The best tonic for those who suffered through last week's tax debate in this steamy capital is a trip to Maine -- which is where I hope to be when these words are published. Short of that, however, the recommended method for cleansing the mind of those tax vapors is reading a dandy little essay called, "The Reagan Budget: The Deficit That Didn't Have To Be."

It was written by David Boaz, the vice president of the Cato Institute, a Washington think tank with a Libertarian outlook. As a policy proposal, it is absolutely hair-raising. But it is the perfect cold spray of candor the entire tax-budget debate needs to rid itself of the sweating hypocrisy that surrounded it.

Rarely has the art of camouflage been stretched as far as it was by the Reagan administration's effort to pretend that its $98.3 billion tax hike was just the latest logical chapter in the ongoing saga of Reaganomics.

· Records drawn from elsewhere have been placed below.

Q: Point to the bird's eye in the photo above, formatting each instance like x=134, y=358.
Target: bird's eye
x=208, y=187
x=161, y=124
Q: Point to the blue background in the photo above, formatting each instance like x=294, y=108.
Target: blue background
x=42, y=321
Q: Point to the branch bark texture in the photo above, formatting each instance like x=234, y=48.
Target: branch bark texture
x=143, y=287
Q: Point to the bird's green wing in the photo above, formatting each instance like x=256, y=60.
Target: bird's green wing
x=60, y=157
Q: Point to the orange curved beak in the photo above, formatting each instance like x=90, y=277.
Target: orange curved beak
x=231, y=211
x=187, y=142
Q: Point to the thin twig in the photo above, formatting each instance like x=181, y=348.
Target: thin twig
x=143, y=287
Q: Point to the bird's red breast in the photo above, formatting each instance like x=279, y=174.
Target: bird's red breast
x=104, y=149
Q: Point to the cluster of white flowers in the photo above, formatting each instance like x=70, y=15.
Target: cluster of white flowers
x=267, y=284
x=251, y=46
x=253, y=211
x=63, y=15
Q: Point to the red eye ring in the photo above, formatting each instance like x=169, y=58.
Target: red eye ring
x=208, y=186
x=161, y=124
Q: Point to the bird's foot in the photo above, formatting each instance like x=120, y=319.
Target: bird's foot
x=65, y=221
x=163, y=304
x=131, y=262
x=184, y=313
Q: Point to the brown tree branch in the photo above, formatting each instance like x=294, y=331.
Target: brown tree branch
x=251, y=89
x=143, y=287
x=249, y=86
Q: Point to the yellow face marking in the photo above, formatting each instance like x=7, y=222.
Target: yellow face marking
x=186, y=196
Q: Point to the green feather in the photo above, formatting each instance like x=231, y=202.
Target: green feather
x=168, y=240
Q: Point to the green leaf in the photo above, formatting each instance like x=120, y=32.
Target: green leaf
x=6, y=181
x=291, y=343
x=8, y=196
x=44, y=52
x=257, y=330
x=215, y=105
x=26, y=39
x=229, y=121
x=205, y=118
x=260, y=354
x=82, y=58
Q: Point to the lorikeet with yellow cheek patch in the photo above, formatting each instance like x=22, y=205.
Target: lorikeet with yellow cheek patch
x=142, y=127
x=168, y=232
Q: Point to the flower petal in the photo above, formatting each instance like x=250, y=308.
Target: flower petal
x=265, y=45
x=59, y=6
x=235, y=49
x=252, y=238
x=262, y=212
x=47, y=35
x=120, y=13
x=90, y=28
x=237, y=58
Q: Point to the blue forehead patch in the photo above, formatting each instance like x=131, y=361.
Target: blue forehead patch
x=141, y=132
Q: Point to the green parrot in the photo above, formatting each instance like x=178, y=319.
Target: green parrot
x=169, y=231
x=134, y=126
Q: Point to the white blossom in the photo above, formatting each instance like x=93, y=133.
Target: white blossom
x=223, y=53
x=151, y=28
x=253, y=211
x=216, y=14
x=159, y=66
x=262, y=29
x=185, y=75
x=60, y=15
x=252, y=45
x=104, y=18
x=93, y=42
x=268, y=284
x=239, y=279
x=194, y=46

Liberal Democrats like Ted Kennedy knew it was a reversal of the earlier Reagan dogma, and embraced it. Conservative Republicans like Jack Kemp knew the same thing, and rejected it. All week the White House strained to fashion a majority of people who would ignore the obvious.

Until last month, the President argued that deep tax cuts would stimulate the economy enough to make revenues grow faster than the rate at which he proposed to allow government spending to expand. Result, no deficits.

It hasn't worked out that way. Faced with enormous deficits, he turned about and said that higher taxes would be needed along with slower spending rates in order to reduce the red ink.

The newer formulation may be closer to reality than the old, but tax hikes of the size Reagan recommended still leave the prospect of deficits in the $100 to $150 billion range for the next few years.

And that is where the Boaz prescription comes in. In a few brisk pages, he shows how to save $209 billion in domestic spending, thus eliminating the deficit and giving room for the next, scheduled tax cut.

He concentrates on the civilian side because another Cato author, Earl C. Ravenal, had previously shown how to save $204 billion in the military by protecting the United States instead of the whole world.

Understanding that Reagan and others might object to the defense cutback, Boaz shows how to get the savings needed for a balanced budget out of the civilian sector. All we have to do is give up those government activities that "restrict economic growth and competition, close off the economic system, interfere with our civil liberties or otherwise damage our society."

For example, we could save $450 million by abolishing the Nuclear Regulatory Commission. Some people criticize the NRC for being insufficiently vigilant about atomic plant safety. But as Boaz sees it, the mistake is that the NRC "absolves companies of their responsibilities" to operate safely. "Nuclear plants should be held strictly liable for any damage they do," presuming the survivors are in good enough shape to sue.

Similarly, the Forest Service and the Fish and Wildlife Service spend $2.5 billion in an "attempt to protect natural resources, but such government attempts almost always fail....Privately owned forests will be better maintained than those owned by the government."

We could save $520 million by abolishing the Immigration and Naturalization Service, because "open immigration would help the economy and save tax dollars." We could save $242 million by killing the Drug Enforcement Administration, which "harasses and imprisons businessmen and their customers who engage in the voluntary exchange of goods and services, forcing otherwise honest traders into a life of crime -- surely something an administration devoted to free enterprise should abhor."

On and on, Boaz goes, laying waste to the agencies and departments, until he hits the big-ticket items: $18 billion saved by freezing all Social Security benefits; $76 billion saved by rolling other entitlement programs back to the 1970 level, as measured by share of gross national product.

What is cleansing about this analysis is its demonstration of what would really be required to eliminate the looming deficits, assuming that defense is left untouched and the revenue base is allowed to decline on the path set by the 1981 Reagan tax bill.

Measured against such honest steps, this past week's struggle for a minor corrective tax bill can be seen as the picayune thing it was. It takes a man of Boaz' boldness to really lay bare the fiscal realities. Reagan and David Stockman only hint at the "further savings" that will be necessary to eliminate future deficits. Boaz spotlights them.

Bravo, Boaz. Let real Reaganites rejoice. They may have lost their old hero in the tax fight switcheroo. But a new one is on the scene.